Main subdivision

Given the hierarchy of complexity levels in grammar:

Hierarchy of complexity levels of linguistic structure
levelunitlinguistic operations
discoursetextrhetorical operations
syntaxcomplex clausesyntactic operations
simple clause
syntagma
morphologyword forminflectional operations
stemoperations of stem formation
morpheme/root[none]

then the semasiological description works in a bottom-up fashion with respect to these levels. This is true both of the main chapters of the semasiological description: The order is:

Particle - adjectival - nominal - adpositional - adverbial - verbal - clause - sentence.

And it is true inside each of these chapters. Here the order is:

stem formation - inflection - complements - modifiers - negation - coordination.

Hierarchical subdivision

There is a regular alternation between grammatical category and grammatical function, in the following sense:

The main subdivision is by syntactic categories like ‘nominal construction’, ‘verbal construction’ etc.

Inside each of these construction types, subtypes are generated by their internal composition. E.g. inside nominal constructions, there are ones with an attribute and ones with determiner. These components are identified on the basis of their syntactic function.

Each of these specific syntactic constructions consists of a head and a dependent. The head is the item that determines the syntactic category at the highest hierarchical level. The dependent may be formed by elements of different syntactic categories. For instance, an attribute may be constituted by an adjective or by an adpositional phrase. These are criteria for further subdivision.

By the last principle, one first has a component that functions as adjunct. At a lower level, adjuncts are subdivided by the category of the item forming them, like adverbials, adpositional phrases, gerunds etc. Down to this point of the subdivision, no semantic criteria are involved. For instance, if there is a section on temporal adverbials, it is below the level of adjuncts constituted by an adverbial and, expectably, at the lowest level of subdivision of the semasiological grammar.

Structure of each section

Each section is devoted to a particular construction. This has a binary structure, consisting of an operand and an operator. The operator contracts syntagmatic and paradigmatic relations. Its syntagmatic relations – principally, the relation to its operand – are visualized in the form of a construction schema. Its paradigmatic relations – i.e., the set of items of the same class as the operator – are visualized in the form of a table.

Within each subsection devoted to a syntagma of category C, the description is goal-oriented.
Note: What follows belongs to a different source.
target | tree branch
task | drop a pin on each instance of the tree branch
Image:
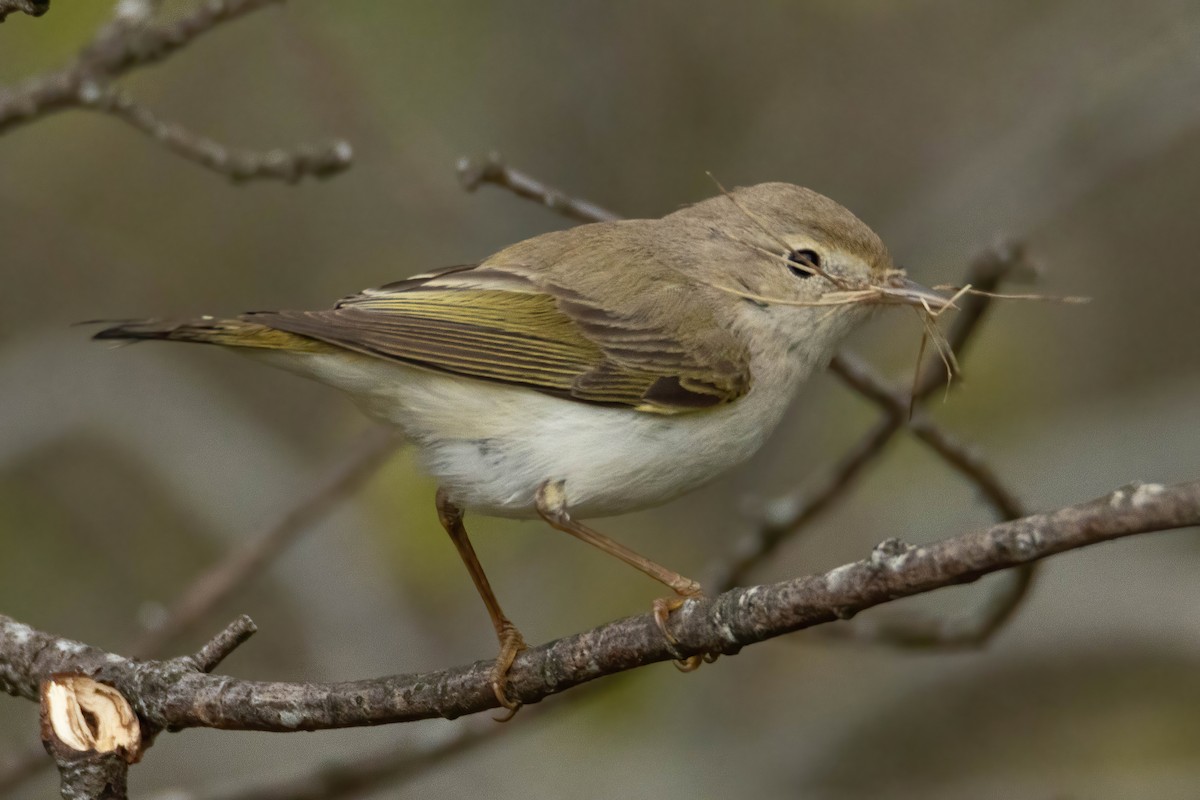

This is to say: The question is: Which are the ways of forming a syntagma of C? Conversely, the question is not: What are the possible uses of a syntagma of category C? Instead, these latter are enumerated at the end of the subsection, with references to the sections of the next-higher level devoted to the target construction.

The approach “we have a little word here; let's see what we can do with it” is familiar from school-teaching and hundreds of philological dissertations of past centuries.1 It is necessary for lexicography; but it does not correspond to any known linguistic reality, in particular not to the point of view of the speaker/hearer or the learner; and it is inappropriate in grammar. A systematic structural description is not item-focused. It first presents the syntagmatic and paradigmatic structure and only then arrives at a given position in the syntagma and in the paradigm, occupied by a particular item.

Basic meaning

The semantic and functional analysis of items and constructions of a language the analyst does not speak well must, of course, proceed with caution. The first task is not to look for a translation equivalent in more familiar languages, but to bring out the peculiarities of the phenomenon in this particular language by a sober semasiological analysis.

Once this is done, however, the reader has a right to know what the closest translation equivalents in more familiar languages are. Semantics relies strongly on the hermeneutic method, and the understanding the reader may achieve after working through a page of detached structural analysis can often be reached much more readily by a single translation equivalent in his native language. American structuralists have typically shunned away from this kind of linguistic explanation. However, as long as it is not used to replace an analysis, but just offered the reader as a crib, there is nothing against it. On the contrary, withholding this kind of understanding from the reader may mislead him, as it violates Grice's maxims of manner #6 and #8. Consequently, if the author keeps silent about what appears to be the most straightforward way of conceiving the matter, the reader may infer that the expression does not have the meaning that he thinks he has understood.


Doctorandus, Iustus 1865, “De functionibus coniunctionis ut in operibus C. Iulii Caesaris”. Institutum Philologicum Collegii Oxfordiensis.